Fresno Bee - Jun 30 A coalition of local elected officials, water districts, tribal members, and the federal government has started the funding application process to help build Temperance Flat Dam and Reservoir project, a proposed dam and reservoir project on the San Joaquin River in the Sierra foothills. Members of the newly formed San Joaquin Valley Water Infrastructure Authority will work with the U.S. Bureau of Reclamation to complete the funding application for the proposed project, estimated to cost $2.8 billion. The application will request state water bond funds to meet a portion of total project costs. The remainder of the funds needed will be requested from Congress. If authorized by Congress, the dam and reservoir would become part of the federal Central Valley Project and create 1.2 million acre-feet of new water storage.
Sacramento Bee - Jul 5 This week the U.S. House of Representatives approved a bill sponsored by Rep. Jeff Denham, R-Turlock, that removes the 1992 Central Valley Project Improvement Act's (CVPIA) goal of doubling the number of striped bass living in and around the Sacramento-San Joaquin Delta. The intent of the bill is to protect preyed-upon salmon, which the CVPIA also intended to preserve. The bill, if enacted into law, would modestly scale back the CVPIA, which farmers blame for water shortages and which they have long sought to reform.
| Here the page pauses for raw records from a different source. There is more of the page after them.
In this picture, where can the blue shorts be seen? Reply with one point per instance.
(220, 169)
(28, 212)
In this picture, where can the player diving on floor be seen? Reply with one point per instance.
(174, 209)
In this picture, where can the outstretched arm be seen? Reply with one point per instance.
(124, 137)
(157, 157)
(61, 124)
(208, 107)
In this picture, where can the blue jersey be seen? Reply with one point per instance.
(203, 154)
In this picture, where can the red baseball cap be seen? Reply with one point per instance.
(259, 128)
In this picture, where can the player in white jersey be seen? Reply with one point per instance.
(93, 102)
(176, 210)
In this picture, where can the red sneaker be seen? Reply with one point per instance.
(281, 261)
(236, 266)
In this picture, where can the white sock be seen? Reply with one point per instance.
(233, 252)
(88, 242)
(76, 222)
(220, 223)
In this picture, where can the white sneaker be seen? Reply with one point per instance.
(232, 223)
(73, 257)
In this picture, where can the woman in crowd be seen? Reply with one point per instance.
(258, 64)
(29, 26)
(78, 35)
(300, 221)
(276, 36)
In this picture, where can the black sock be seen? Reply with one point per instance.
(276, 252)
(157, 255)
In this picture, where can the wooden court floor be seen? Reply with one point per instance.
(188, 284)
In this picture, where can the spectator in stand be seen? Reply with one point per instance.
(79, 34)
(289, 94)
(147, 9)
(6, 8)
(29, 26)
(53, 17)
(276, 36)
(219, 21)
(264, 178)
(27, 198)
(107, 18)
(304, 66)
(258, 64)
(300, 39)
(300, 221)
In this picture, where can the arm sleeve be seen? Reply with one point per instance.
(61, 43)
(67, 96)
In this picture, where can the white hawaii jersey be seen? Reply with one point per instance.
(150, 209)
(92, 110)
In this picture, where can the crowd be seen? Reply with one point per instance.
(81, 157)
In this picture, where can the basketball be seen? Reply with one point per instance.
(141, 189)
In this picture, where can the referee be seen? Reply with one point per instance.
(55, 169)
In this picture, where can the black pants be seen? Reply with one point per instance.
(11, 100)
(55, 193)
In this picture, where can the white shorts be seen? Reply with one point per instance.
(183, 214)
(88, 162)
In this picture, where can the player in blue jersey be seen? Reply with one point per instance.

Certain species of salmon, which are native to California, and striped bass, which are not, were both included among several fish species for which the CVPIA’s congressional authors 24 years ago set a population-doubling goal. Because the stripers prey heavily on juvenile salmon smolts, critics have since come to see those population-expanding goals as contradictory.
The Hill - Jun 30 Federal officials rolled out a new regulation Thursday to close a “loophole” they say allows fossil fuel companies to pay low fees for extracting oil, natural gas, and coal on federal land. The rule, promulgated by the U.S. Department of the Interior, overhauls the way royalties are calculated when companies sell the fossil fuels they extract from federal land in an attempt to ensure that taxpayers receive a fair return. The action is meant, in part, to prevent coal companies from selling coal to a subsidiary or affiliate company at a price lower than market value in order to pay lower royalties. Federal officials, groups, and others say the practice has been common, though the coal industry has said the concerns are overblown.